Wednesday 11 September 2013

A Difficult Clash

The Clash.

For many, those 2 words mean something very special indeed, "Voices Of A Generation", "Spirit Of Punk" or similar. For me, I've generally over the last few years had one thought about the band-

"The most over rated band in history".

That's sacrilege for some people, I understand that, I just don't get them, never have, and probably never will.

It's not that I don't like punk, I generally love it. I am very much both feet in the "punk had to happen" camp. Being born in the early 70s I was too young to really know about that first wave of punk, which, when you look closely at it, lasted a phenomenally short time, just a few months, but post-punk and new wave made a big impression on me as I was growing up, and I came to love The Sex Pistols, who, for me, ARE punk.

I've tried to "get" The Clash, I really have, but every time I settle down and put on one of their albums, it never takes long for me to start thinking the same thought  - "I could be having much more fun if I was listening to The Sex Pistols or The Jam".

Many people say how they ingenuously fused punk and reggae. Well I'm partial to a bit of reggae also, but I don't want my reggae to sound like punk, and I don't want my punk to sound like reggae. For me, it spoils them both.

So, that should make my thoughts on The Clash clear, shouldn't it? Well, not quite, for there is this other part of me that regularly thinks that what music needs today (and not for my benefit, but for the kids, 'cos that who music should be about), more than anything else, is a band like The Clash, flying the flag for this generation.

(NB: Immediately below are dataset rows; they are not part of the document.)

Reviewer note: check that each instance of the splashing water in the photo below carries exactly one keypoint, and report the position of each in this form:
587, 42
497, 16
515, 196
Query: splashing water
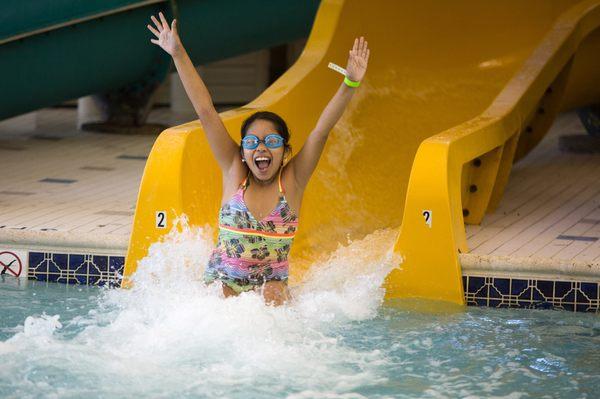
172, 336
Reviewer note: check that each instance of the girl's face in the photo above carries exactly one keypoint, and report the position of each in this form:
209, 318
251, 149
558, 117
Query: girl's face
263, 162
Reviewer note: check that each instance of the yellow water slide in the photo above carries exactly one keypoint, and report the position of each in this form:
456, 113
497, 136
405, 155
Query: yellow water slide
454, 92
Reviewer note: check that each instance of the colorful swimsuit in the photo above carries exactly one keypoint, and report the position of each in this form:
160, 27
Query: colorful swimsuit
250, 252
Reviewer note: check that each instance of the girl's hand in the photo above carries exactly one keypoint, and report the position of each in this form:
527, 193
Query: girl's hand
168, 39
357, 60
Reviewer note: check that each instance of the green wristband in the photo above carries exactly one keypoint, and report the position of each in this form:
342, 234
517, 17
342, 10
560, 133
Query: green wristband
351, 83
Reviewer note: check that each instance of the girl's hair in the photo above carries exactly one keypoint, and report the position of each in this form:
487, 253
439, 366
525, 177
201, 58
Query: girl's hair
280, 126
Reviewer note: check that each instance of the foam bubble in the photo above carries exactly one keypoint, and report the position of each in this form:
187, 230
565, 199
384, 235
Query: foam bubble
170, 333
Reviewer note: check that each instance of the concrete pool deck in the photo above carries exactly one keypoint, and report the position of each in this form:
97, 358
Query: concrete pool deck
68, 191
548, 221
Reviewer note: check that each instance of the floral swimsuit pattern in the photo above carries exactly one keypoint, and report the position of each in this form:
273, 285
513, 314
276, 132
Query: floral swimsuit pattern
250, 252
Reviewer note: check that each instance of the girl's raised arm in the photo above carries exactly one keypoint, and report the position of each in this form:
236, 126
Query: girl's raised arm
222, 145
305, 162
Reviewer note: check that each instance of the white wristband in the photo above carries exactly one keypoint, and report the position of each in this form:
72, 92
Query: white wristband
338, 68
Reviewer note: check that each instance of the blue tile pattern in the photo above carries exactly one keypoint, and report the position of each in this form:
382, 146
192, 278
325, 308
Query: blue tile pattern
87, 269
503, 292
500, 292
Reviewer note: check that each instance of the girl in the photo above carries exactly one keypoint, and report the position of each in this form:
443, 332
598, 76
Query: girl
259, 216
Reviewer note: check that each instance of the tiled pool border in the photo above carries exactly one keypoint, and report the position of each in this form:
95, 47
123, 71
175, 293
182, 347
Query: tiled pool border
75, 268
532, 293
490, 291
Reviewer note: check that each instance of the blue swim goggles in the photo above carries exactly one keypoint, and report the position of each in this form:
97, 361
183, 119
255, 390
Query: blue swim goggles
250, 141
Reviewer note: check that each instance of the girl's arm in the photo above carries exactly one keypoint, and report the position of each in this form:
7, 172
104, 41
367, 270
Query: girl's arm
222, 145
305, 162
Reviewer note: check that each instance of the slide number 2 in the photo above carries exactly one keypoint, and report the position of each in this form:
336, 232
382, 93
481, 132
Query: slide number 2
161, 219
427, 216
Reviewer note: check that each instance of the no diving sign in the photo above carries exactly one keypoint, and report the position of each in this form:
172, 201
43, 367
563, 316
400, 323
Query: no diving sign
10, 263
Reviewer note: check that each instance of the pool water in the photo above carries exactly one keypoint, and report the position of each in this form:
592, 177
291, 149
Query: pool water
170, 336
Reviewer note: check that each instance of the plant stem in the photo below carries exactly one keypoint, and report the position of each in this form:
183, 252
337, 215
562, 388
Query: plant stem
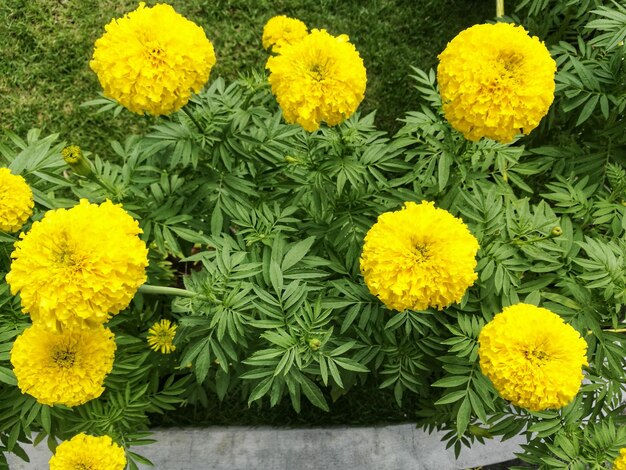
193, 119
499, 8
148, 289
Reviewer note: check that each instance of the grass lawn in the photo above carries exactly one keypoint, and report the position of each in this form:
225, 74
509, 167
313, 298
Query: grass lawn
46, 45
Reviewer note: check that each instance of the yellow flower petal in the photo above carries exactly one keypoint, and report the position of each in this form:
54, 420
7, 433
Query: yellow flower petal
419, 257
495, 81
533, 358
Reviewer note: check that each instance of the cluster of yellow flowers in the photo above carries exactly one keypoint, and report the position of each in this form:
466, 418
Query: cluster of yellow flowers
419, 257
315, 77
532, 357
620, 461
495, 81
78, 266
151, 60
66, 367
73, 269
16, 201
88, 452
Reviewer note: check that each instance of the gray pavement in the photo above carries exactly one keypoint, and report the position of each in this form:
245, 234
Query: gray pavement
237, 448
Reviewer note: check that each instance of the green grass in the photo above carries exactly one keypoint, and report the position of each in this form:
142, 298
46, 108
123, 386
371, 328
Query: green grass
45, 47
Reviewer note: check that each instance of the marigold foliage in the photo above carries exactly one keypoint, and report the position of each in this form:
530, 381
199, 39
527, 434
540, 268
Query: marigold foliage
281, 31
77, 267
533, 358
320, 78
151, 60
88, 452
620, 461
16, 201
495, 81
419, 257
161, 335
67, 367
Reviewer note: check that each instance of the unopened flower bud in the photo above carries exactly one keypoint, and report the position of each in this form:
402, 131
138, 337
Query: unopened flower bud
556, 232
74, 157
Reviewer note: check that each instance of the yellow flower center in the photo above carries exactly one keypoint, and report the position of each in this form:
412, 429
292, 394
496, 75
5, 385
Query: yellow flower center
64, 358
317, 72
536, 356
420, 252
510, 62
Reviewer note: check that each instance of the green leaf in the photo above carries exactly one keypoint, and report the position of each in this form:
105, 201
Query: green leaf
297, 252
453, 381
463, 417
451, 397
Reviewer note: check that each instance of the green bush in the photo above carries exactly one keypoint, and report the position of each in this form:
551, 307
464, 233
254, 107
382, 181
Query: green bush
256, 227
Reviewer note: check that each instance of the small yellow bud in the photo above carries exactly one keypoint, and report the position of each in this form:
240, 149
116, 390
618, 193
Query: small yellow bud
74, 157
556, 232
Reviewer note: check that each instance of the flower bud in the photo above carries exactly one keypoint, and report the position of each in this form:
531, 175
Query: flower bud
74, 157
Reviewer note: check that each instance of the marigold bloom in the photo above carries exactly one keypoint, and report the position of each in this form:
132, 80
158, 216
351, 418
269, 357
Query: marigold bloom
281, 30
152, 59
320, 78
161, 335
66, 368
532, 357
16, 201
495, 81
88, 452
620, 461
419, 257
77, 267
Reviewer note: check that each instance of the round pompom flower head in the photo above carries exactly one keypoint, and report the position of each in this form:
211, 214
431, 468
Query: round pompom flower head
532, 357
161, 336
282, 31
88, 452
78, 266
419, 257
620, 461
320, 78
495, 81
16, 201
151, 60
64, 368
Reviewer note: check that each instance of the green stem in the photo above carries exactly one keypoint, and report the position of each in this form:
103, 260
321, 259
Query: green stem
186, 110
148, 289
499, 8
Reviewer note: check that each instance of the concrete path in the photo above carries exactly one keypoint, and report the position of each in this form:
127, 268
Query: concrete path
236, 448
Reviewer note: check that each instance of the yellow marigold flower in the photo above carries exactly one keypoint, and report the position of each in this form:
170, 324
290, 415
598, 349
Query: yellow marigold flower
152, 59
66, 368
320, 78
161, 336
533, 358
419, 257
77, 267
620, 461
495, 81
16, 201
281, 30
88, 452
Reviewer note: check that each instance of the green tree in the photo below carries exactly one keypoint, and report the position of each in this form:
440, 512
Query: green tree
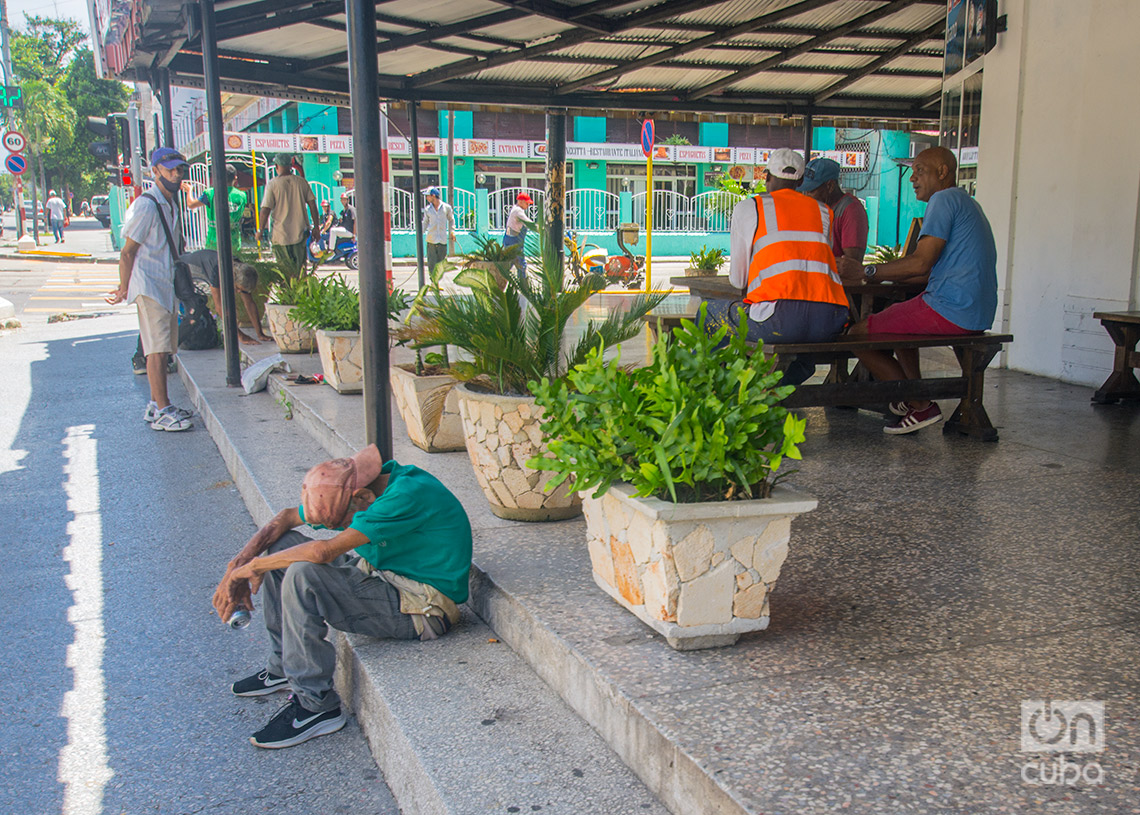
45, 48
47, 121
60, 90
73, 165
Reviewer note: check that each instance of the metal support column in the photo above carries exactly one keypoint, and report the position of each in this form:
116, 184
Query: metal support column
364, 91
808, 136
417, 212
556, 179
168, 116
221, 192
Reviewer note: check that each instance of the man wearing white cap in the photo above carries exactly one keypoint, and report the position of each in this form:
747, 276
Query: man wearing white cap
146, 278
780, 257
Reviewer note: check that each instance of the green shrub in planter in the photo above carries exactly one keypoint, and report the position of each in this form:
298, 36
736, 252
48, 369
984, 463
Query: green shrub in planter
698, 423
707, 259
331, 303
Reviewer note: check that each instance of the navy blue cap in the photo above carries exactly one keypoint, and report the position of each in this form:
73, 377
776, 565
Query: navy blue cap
819, 172
168, 157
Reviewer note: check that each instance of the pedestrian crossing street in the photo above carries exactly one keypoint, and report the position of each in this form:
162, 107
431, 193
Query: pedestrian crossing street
75, 290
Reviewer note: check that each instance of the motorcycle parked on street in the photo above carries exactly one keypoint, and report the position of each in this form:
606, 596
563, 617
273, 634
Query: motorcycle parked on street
343, 249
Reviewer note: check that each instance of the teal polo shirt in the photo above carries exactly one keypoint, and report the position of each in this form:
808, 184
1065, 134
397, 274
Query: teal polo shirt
416, 528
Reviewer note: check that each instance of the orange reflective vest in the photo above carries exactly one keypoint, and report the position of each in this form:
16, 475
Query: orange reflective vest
791, 251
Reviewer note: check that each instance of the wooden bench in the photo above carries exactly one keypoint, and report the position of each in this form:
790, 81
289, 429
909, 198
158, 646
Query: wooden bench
1124, 328
974, 353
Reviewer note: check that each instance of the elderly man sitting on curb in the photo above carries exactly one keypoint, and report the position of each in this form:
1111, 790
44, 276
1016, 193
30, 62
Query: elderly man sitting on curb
957, 258
397, 570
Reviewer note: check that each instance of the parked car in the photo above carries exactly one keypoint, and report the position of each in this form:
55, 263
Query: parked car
100, 208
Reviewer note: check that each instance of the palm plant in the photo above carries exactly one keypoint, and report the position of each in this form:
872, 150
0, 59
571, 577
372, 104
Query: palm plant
513, 331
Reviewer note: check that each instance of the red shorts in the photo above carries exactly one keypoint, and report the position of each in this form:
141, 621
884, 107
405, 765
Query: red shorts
911, 316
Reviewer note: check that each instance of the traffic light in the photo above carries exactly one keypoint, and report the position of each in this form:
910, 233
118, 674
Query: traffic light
105, 148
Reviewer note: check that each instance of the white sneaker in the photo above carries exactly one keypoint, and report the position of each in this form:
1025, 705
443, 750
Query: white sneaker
172, 420
152, 412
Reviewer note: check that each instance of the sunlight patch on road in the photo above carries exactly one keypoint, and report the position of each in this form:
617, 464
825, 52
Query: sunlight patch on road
17, 394
83, 767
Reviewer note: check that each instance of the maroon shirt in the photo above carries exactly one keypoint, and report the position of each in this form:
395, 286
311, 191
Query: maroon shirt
849, 226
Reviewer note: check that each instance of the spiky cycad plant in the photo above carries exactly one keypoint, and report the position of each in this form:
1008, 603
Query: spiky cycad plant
514, 331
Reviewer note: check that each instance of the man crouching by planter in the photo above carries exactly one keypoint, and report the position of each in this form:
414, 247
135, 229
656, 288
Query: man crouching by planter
397, 570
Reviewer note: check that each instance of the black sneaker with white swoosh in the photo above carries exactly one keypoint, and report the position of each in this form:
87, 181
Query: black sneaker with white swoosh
293, 725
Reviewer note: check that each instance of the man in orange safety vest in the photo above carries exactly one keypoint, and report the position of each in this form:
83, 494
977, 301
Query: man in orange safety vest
781, 259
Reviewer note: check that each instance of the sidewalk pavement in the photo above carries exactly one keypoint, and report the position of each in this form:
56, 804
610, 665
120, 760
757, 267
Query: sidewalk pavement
941, 584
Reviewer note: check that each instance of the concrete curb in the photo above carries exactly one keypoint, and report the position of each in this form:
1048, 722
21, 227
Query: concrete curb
675, 777
58, 259
488, 736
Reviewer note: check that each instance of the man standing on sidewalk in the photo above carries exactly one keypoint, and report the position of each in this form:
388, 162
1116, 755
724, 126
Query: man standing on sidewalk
286, 197
397, 570
57, 213
439, 228
146, 278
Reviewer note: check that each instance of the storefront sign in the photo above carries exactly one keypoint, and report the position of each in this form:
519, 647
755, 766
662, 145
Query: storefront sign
519, 149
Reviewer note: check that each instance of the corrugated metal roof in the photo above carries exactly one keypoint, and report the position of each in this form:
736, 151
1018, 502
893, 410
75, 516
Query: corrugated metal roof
532, 54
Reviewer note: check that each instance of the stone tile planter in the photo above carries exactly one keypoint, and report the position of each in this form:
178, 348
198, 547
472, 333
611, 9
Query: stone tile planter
502, 434
416, 398
291, 336
698, 573
342, 359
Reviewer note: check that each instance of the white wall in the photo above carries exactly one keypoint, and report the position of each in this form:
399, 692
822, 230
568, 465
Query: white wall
1059, 178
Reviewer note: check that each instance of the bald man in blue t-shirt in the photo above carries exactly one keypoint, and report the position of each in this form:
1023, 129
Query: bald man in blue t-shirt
958, 260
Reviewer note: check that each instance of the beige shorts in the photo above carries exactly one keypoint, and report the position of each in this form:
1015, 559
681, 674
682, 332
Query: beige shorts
157, 327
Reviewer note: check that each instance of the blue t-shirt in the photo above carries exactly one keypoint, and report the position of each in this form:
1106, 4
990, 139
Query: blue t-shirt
963, 282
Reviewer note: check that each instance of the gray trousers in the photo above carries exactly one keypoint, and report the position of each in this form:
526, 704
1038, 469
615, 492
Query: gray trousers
301, 602
437, 253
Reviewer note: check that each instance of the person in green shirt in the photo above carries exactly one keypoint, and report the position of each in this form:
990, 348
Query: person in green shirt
398, 569
236, 210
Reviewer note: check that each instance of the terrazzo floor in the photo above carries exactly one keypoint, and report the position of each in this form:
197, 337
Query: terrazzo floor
941, 583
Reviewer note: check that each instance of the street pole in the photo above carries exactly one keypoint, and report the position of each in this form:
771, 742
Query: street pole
9, 115
220, 193
417, 211
556, 180
168, 116
450, 159
368, 182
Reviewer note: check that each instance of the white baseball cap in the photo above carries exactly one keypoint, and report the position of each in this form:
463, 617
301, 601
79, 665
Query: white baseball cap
786, 163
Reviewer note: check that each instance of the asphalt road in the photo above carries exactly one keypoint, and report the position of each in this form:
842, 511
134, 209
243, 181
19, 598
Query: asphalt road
116, 671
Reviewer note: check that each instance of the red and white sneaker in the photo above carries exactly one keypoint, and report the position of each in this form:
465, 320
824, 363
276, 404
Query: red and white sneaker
914, 420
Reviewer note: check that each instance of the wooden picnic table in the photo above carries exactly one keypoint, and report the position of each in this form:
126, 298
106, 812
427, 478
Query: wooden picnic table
1124, 328
865, 296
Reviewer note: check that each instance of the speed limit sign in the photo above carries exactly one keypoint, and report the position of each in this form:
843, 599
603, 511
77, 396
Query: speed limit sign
14, 141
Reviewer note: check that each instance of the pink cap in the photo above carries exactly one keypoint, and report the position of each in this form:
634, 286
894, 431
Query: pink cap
328, 487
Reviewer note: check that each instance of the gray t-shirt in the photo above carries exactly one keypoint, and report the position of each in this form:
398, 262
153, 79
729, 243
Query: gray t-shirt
287, 198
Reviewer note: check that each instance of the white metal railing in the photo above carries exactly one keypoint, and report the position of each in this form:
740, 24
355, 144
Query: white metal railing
402, 205
592, 209
463, 208
673, 212
711, 212
501, 201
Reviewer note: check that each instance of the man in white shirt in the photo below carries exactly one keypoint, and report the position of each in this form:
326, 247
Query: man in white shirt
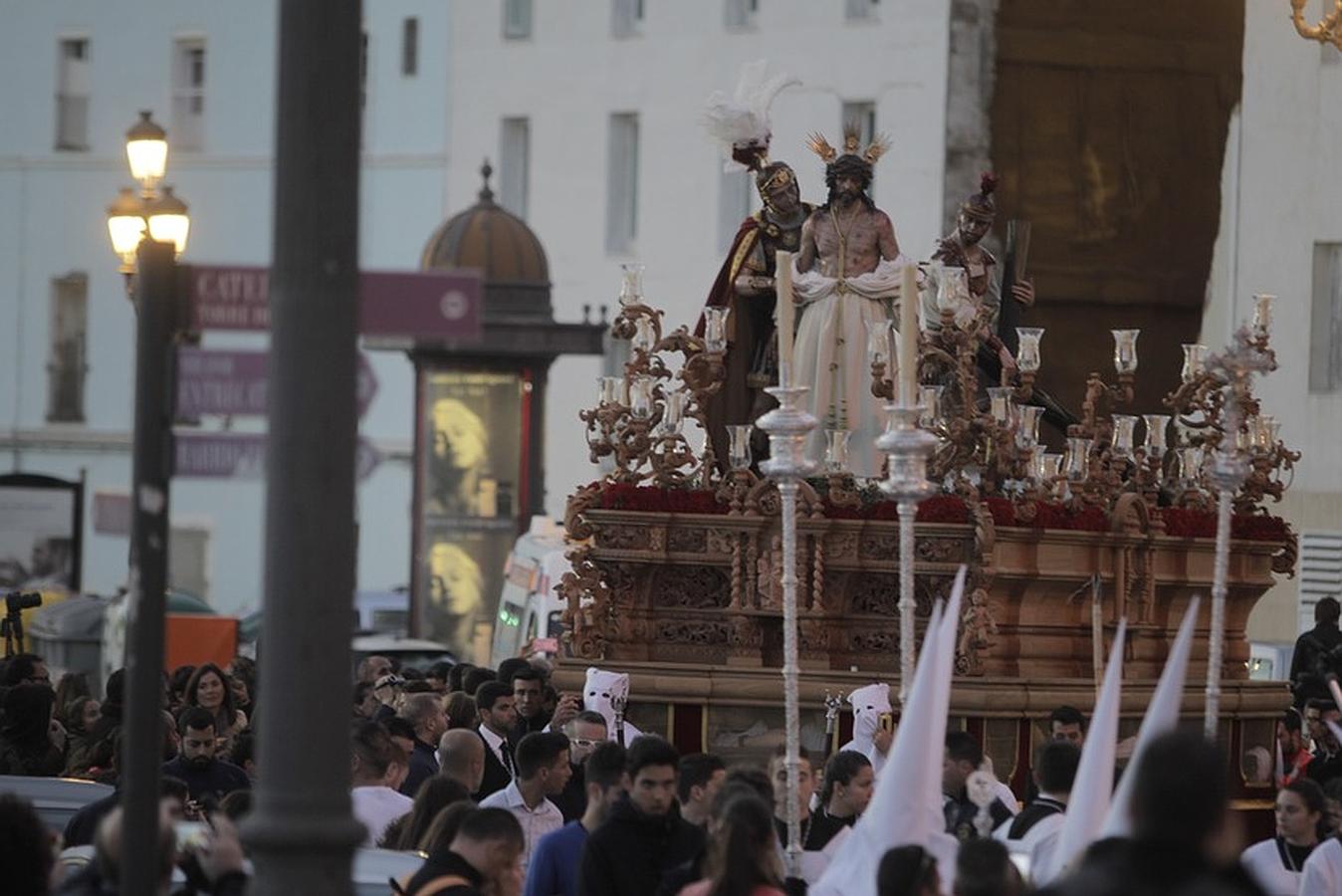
543, 771
374, 765
1055, 771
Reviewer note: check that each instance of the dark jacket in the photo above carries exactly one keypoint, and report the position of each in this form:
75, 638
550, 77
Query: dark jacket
571, 801
631, 852
218, 780
496, 776
444, 862
423, 765
1118, 867
1307, 668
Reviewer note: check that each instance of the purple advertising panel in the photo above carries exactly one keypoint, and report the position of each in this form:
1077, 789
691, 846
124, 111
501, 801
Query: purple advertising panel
41, 533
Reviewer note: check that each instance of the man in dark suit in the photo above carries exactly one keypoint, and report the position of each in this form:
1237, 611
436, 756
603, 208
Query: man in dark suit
498, 719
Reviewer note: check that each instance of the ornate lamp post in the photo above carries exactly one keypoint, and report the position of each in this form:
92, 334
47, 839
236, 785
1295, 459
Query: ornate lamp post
787, 428
147, 232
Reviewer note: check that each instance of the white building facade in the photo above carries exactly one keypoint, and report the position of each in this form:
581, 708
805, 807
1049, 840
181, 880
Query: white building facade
588, 111
1282, 234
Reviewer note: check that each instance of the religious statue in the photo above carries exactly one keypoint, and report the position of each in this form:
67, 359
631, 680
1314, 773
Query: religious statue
747, 279
964, 250
847, 283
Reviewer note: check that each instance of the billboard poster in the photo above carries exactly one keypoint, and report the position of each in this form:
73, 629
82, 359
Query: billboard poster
39, 533
470, 466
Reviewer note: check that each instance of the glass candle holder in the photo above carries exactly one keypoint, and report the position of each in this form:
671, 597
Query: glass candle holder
640, 396
930, 400
673, 414
1026, 348
1195, 361
1263, 313
1076, 462
1267, 432
1157, 424
1048, 467
952, 289
716, 331
1190, 466
1000, 404
836, 450
739, 445
631, 286
644, 336
1125, 427
1245, 437
1026, 427
1125, 350
878, 342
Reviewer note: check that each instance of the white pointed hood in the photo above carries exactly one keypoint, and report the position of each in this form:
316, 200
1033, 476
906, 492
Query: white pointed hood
1090, 798
1161, 718
901, 810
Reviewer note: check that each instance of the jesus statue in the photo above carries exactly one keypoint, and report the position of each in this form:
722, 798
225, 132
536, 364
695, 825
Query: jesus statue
847, 285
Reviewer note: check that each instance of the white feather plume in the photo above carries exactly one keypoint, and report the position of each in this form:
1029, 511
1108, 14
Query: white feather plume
743, 118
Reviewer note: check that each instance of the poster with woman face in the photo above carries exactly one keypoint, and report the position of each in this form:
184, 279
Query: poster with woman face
470, 471
39, 534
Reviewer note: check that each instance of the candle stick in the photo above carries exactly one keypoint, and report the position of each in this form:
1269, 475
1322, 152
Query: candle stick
909, 336
783, 279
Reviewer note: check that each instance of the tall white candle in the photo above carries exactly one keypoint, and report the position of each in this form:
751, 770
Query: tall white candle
783, 279
909, 336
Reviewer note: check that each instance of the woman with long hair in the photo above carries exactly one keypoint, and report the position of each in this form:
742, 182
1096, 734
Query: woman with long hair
208, 690
27, 744
1276, 864
744, 856
434, 795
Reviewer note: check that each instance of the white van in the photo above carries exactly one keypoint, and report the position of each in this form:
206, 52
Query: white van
529, 606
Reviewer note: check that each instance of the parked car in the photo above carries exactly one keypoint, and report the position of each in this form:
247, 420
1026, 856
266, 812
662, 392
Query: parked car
57, 799
405, 651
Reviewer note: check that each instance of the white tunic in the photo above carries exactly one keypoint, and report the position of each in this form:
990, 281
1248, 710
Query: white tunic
831, 357
1263, 862
1323, 869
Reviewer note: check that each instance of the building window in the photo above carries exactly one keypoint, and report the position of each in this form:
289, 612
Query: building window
863, 115
409, 47
517, 19
860, 10
73, 94
625, 18
66, 357
621, 201
735, 193
188, 560
514, 157
188, 100
1321, 571
1326, 320
741, 14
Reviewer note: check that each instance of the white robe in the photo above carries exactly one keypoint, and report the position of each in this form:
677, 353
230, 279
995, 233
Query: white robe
1263, 862
1322, 873
831, 357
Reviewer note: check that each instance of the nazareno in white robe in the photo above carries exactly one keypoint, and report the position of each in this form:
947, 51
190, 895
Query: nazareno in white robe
831, 357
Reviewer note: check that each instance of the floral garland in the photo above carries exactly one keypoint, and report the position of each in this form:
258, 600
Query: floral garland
1180, 522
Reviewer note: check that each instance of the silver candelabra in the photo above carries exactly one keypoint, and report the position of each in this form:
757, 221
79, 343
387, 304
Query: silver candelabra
909, 450
787, 428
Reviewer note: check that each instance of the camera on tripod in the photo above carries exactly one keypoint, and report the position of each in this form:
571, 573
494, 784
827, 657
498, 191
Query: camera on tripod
11, 626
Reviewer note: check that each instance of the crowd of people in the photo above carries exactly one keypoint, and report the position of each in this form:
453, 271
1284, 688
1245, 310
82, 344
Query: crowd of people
506, 786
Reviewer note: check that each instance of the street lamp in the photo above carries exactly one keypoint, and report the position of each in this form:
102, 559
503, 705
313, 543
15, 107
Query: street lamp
147, 234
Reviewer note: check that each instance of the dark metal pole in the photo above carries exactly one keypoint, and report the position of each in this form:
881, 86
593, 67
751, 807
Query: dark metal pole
150, 470
302, 834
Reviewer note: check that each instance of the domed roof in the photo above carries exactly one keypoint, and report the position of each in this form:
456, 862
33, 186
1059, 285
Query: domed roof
490, 239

The Clash sang about life, about politics, about what was happening in ordinary people's lives, and so many kids formed their opinion about how life, and Britain, should be, based on these songs, and those by their contemporaries, such as The Jam, Stiff Little Fingers and, dare I say it, early UB40 (Check out their 1981 single "One In Ten" and tell me that's not damn fine social commentary). Politicians talked about the country and no kid would listen because it was more than likely a pompous old toff or The Iron Lady talking down to them in a way they couldn't relate to. When The Clash and their ilk talked about the problems in this country, the kids listened, these were real people who they could relate to (although largely The Clash weren't quite as "punk" as they would have you believe).

We've just spent 6 years going through the worst economic crisis for decades, we've had riots in the streets of our major cities, we've been at war in various parts of the middle east non stop for over a decade, our politicians have been found out to be largely a bunch of crooks and cheats who will sting the tax payer for every penny they can lay their hands on, but who the hell is out there making impassioned music about all of this and helping our kids to understand it all from a "man in the street" point of view? Not a single damn person or band from what I can see.

Now I'm sure that there are plenty of bands singing about all this, but I'm equally sure they are being heard by one man and his dog. They are certainly not getting TV time and hitting the high end of the charts like they were 30/35 years ago (although that's probably another rant sometime about TV and radio "not wanting to upset their sponsors").

I see there is a new box set out of The Clash, covering pretty much everything they ever did, and by all accounts it's a mightily impressive, lovingly constructed package. I won't be buying it though, because I know exactly what would happen if I started listening to it - I'd just wish I was doing something else (anything else) instead. But how I wish someone would grab the bull by the horns and be the new Clash, and inspire a generation to think about the larger world around them. I wonder if I'd like them?